Cuando era un crío solía bajar a jugar a la zona de la iglesia de San Pedro de Mezonzo. Los niños queríamos emular a Maradona dándole patadas al balón y, a falta de espacios adecuados, lo hacíamos en la explanada que hay al lado del templo. Allí, poniendo a prueba nuestras rodillas, pasábamos las tardes los chavales de los Mallos, la Falperra y Cuatro Caminos. Algunos condenados a dar clase en colegios maltrechos que ni siquiera tenían un patio para el esparcimiento de la niñería.

Pero había alguien a quien eso molestaba. Al cura de la parroquia. Los balonazos a las paredes de la iglesia le irritaban. El peligro de que los pequeños pudieran romper algún cristal, lo mismo. Decidió, en consonancia, poner unas rejas sobre las vidrieras. Eso podía entrar dentro de lo razonable. Pero añadió una malévola característica: pinchos afilados en las protecciones.

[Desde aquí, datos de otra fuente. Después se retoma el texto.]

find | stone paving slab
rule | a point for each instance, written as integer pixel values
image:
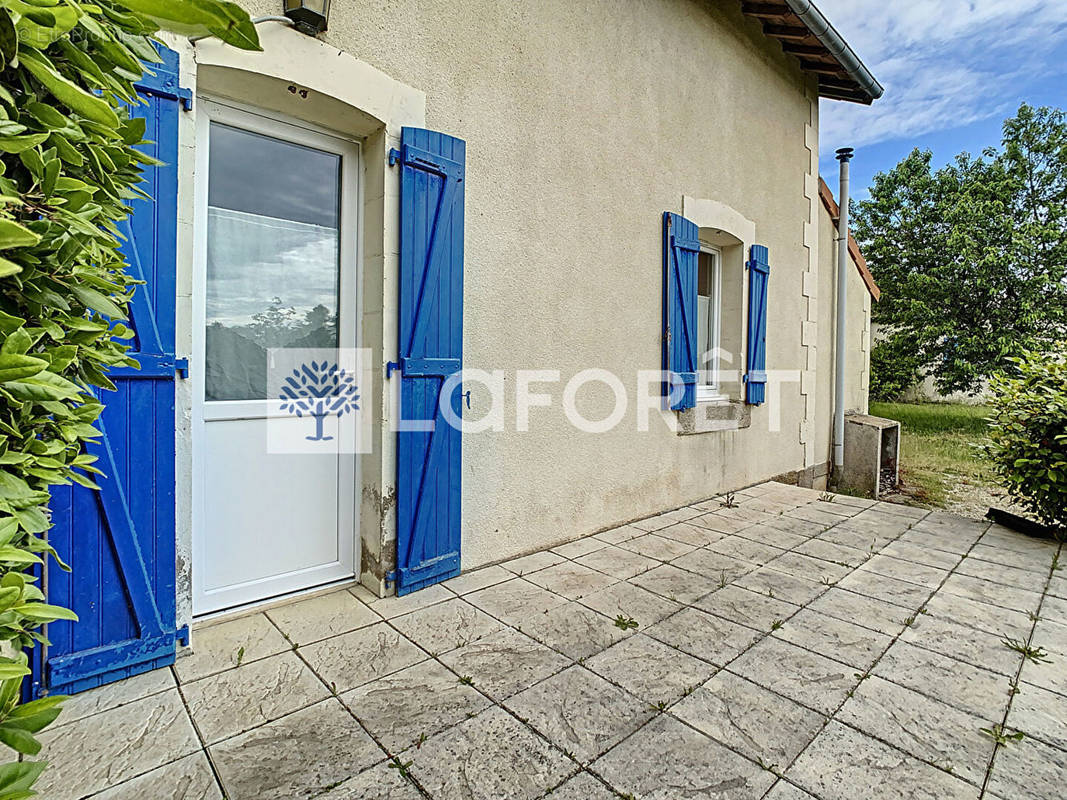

De pronto, empezaron a quedar allí pelotas pinchadas. Los balones entonces costaban un dineral. Más a nuestras familias, generalmente modestas y de clase trabajadora. La decepción que se generaba cuando el esférico se clavaba la tengo grabada como el ejemplo de la frustración infantil. Ahí aprendí perfectamente qué es ese odio que ahora llaman niñofobia, que nos parece nuevo y que no lo es tanto. Porque seguro que entre los demandadores de vetos en bloque a niños en bares, aviones u hoteles habrá quien esto de los pinchos le parezca bien. Porque, ya se sabe, los padres de hoy no educan bien a sus niños y la tranquilidad individual está por encima de todo. De los niños, de la humanidad e, incluso, de la propia Constitución Española.